Introduction

Introduction

1 Introduction

Ever since its announcement in the Fall of 1991, the Alpha [SW92] architecture has been the foundation of the world's fastest systems. In fact, except for one or two brief blips, Alpha systems have been the highest-performing systems based on single-CPU SPECmark performance. But with this outstanding performance record comes marketing hype and sometimes unrealistic expectations. It is not all that uncommon to find email messages or USENET articles of the form ``I heard the Alpha is so fast, but now I find that my dusty deck is just 10% faster on the Alpha than on the other system.'' So what's the truth? The honest answer is that it depends on what you're doing. Alpha systems are without a doubt fast machines, but it is unreasonable to expect that taking a dusty deck and running it on an Alpha will result in the best possible performance. This is particularly true for programs that were written with the mind-set of the eighties, when CPU cycles were at a premium and memory bandwidth was abundant. Reality looks quite different nowadays: CPU clock-rates above 150MHz are the rule and even laptops can run at 200MHz or more. The result is that today the memory system and not the CPU is often the first-order bottleneck.

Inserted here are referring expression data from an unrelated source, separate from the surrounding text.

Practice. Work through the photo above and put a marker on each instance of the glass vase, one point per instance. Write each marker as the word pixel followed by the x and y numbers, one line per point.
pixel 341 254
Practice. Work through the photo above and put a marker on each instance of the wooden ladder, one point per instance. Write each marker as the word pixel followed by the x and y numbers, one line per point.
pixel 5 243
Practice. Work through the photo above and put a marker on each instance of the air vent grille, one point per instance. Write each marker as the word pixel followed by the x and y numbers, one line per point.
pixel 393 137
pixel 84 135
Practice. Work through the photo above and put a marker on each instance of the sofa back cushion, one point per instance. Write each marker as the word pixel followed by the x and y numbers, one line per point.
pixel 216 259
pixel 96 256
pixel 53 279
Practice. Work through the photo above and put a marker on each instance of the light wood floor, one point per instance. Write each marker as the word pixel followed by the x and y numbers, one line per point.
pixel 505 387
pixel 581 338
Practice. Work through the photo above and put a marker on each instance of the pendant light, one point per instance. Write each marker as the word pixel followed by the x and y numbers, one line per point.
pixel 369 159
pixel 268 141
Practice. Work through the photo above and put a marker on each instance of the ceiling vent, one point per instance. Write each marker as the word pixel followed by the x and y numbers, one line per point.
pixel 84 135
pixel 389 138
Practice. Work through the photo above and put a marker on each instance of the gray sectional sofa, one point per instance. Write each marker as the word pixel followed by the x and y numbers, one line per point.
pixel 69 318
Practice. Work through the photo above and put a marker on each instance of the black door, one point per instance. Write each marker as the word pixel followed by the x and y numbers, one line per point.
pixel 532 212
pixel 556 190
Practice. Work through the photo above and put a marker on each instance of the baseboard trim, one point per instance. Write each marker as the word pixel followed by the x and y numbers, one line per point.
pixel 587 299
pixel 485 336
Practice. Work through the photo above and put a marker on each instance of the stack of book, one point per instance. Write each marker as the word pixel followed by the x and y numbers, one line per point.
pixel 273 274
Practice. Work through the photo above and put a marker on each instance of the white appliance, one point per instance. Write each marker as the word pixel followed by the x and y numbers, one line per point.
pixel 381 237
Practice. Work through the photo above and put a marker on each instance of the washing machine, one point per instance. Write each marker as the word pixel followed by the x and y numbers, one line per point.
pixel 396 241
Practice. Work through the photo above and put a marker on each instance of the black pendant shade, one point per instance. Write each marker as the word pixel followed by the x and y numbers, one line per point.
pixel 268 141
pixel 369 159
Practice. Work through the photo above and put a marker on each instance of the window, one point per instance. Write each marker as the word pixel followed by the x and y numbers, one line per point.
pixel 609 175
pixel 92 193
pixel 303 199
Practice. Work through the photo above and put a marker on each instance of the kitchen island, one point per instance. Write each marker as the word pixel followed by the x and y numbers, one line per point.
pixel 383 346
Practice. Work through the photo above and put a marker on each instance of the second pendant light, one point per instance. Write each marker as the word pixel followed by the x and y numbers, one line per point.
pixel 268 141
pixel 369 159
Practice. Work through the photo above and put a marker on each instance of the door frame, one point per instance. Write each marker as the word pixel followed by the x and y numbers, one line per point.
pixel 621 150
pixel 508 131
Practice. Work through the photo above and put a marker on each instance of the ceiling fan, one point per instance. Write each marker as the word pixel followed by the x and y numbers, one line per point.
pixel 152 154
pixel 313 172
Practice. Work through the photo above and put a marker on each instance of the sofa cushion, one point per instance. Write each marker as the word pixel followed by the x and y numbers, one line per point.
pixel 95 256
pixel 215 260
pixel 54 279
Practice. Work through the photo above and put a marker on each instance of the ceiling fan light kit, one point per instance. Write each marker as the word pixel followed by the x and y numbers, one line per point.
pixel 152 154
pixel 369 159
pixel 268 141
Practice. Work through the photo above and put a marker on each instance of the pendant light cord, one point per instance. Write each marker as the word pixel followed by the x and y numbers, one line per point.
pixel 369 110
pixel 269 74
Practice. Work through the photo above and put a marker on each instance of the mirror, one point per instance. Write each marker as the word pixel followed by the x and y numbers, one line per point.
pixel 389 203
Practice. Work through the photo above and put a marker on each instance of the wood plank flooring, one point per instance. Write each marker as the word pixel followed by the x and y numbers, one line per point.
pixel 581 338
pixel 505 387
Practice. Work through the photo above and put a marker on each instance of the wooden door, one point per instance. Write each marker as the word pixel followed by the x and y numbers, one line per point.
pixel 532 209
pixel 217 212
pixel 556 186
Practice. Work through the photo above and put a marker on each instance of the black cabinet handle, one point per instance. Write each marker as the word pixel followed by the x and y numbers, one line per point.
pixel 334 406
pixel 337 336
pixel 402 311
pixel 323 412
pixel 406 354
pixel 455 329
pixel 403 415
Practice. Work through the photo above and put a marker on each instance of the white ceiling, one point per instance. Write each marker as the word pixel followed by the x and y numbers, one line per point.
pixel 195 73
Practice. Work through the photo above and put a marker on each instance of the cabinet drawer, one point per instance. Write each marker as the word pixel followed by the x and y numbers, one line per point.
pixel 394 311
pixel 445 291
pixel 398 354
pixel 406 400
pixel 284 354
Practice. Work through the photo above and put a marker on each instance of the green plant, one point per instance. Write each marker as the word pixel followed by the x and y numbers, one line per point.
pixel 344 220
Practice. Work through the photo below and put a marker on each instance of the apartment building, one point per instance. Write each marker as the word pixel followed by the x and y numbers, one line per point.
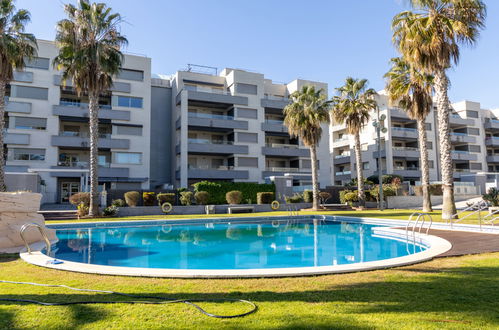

The purpose of this paper is to demonstrate a few simple techniques that help avoid the memory system bottleneck. Except for one case, the focus is on integer-intensive applications. The topic of optimizing floating-point intensive applications is certainly just as important, but unfortunately well beyond the scope of this paper.

The techniques presented can result in tremendous performance improvements. While the techniques will be helpful for all modern systems, they normally extract the biggest benefits on Alpha based machines. There are several reasons for this:

The Alpha architecture has been designed with longevity in mind. Specifically, the Alpha architecture should be good for the next 15-25 years, which corresponds roughly to a 1000-fold increase in overall performance. For this reason, some design-tradeoffs were made in favor of long-term viability rather than for short-term benefits. For example, the Alpha was right from the start a 64 bit architecture even though at the time of its announcement, 32 bit address spaces were considered comfortably large.
The current Alpha implementations are designed to achieve high performance by pushing clock frequency to the limit. What this means is that the CPU to memory system performance gap is the largest for Alpha based systems. For example, suppose a memory access takes 100ns. On a 500MHz Alpha CPU, this corresponds to 50 clock cycles. In contrast, on a 250MHz CPU, this is only 25 cycles. So the relative performance penalty of a memory access is much higher on a high-clock CPU. This may sound like a bad thing, but since the absolute performance is the same, what this really means is that a fast-clock CPU system running a memory-bound application will be about as fast as a slower-clock system but when running a memory-wise application, it will be much faster.

Before diving into the optimization techniques, this paper gives a brief overview of existing and upcoming Alpha implementations. While it is not usually necessary to optimize for a specific CPU, it is helpful to know what the characteristics of current CPUs and systems are. Section 3 presents a couple of simple performance analysis tools that are available under Linux. When porting legacy code to modern systems, such tools are invaluable since they avoid wasting time trying to optimize rarely executed code. Section 4 then presents the optimization techniques and gives a few examples of the dramatic performance improvements they can achieve. Finally, in Section 5 we present some conclusions.